Die Mainzer Hofsänger bei ihrem Video für den SSC Song Contest - samt Tenor René R. (NICHT der Solist im Vordergrund). . - Screenshot: gik
Die Mainzer Hofsänger bei ihrem Video für den SSC Song Contest – samt Tenor René R. (NICHT der Solist im Vordergrund). – Screenshot: gik

Am 7. Dezember 2022 war die Bundesanwaltschaft in den frühen Morgenstunden mit einer Großrazzia in elf Bundesländern gegen eine Gruppe aus der Reichsbürgerszene vorgegangen, die aus Sicht der Bundesanwaltschaft dringend verdächtig war, einen bewaffneten Staatsstreich vorbereitet zu haben. Die Gruppe um den Anführer Heinrich XIII. Prinz Reuß soll das Ziel gehabt haben, „die bestehende staatliche Ordnung in Deutschland zu überwinden und durch eine eigene, bereits in Grundzügen ausgearbeitete Staatsform zu ersetzen“, wie es beim Generalbundesanwalt  heißt.

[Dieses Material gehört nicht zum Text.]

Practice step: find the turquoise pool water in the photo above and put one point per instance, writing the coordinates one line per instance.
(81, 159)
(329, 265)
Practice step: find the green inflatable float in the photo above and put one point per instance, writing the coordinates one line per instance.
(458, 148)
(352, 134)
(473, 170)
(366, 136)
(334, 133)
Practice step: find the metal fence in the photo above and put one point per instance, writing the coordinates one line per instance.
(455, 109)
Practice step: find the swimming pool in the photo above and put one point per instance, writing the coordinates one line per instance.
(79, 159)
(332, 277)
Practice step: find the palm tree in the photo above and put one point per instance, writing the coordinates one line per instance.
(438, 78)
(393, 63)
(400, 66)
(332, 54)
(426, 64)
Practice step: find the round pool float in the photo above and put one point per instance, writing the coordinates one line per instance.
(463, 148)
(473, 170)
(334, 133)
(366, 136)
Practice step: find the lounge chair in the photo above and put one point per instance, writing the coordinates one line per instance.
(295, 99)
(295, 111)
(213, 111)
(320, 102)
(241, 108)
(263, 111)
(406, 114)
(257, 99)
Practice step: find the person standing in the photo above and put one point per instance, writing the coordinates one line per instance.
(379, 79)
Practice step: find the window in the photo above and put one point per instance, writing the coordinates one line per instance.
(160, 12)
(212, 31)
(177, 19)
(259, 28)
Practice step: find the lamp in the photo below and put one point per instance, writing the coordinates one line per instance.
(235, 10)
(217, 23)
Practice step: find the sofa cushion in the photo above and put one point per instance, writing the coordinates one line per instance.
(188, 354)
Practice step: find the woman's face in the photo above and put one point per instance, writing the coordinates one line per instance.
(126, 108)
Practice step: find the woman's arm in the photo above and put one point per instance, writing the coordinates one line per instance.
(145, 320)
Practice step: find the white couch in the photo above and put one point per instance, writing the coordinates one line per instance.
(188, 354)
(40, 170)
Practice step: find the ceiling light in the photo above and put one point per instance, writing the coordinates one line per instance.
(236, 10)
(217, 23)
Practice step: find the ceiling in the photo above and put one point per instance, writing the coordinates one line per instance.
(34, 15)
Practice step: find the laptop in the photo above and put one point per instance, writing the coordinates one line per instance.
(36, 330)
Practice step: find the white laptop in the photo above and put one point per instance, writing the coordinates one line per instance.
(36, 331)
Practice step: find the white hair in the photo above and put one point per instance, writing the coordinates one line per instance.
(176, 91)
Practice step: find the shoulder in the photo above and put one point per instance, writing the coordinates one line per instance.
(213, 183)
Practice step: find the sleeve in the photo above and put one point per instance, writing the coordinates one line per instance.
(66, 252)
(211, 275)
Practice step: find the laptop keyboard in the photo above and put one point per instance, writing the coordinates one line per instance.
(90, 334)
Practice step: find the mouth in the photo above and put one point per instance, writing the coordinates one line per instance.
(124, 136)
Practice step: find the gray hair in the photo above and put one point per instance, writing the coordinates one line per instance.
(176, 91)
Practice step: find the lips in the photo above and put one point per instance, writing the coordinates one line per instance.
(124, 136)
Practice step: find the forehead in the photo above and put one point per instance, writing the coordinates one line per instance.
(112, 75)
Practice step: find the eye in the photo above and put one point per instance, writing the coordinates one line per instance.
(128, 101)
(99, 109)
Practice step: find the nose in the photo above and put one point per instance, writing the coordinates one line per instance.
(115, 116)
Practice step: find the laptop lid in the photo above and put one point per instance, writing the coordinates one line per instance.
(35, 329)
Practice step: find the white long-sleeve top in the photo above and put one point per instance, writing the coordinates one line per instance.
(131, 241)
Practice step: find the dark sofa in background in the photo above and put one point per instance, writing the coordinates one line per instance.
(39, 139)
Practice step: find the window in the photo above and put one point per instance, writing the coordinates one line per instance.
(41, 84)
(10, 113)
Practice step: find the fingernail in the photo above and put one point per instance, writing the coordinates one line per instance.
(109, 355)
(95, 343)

Im Zuge der Razzia wurden insgesamt 25 Personen festgenommen, denen die Bundesanwaltschaft „Unterstützung einer terroristischen Vereinigung“ vorwirft. Nun wurde bekannt: Darunter ist auch ein Mitglied der Mainzer Hofsänger. René R. sang seit Anfang 2022 als 1. Tenor in dem berühmten Fastnachtschor mit, Vollmitglied war er seit März 2022. Gebürtig ist der Tenor aber aus einem kleinen Ort in der Nähe von Pforzheim im Badischen. Zuerst hatten die Badischen Neuesten Nachrichten von der Verhaftung des „Pforzheimer Carusos“ sowie der SWR berichtet.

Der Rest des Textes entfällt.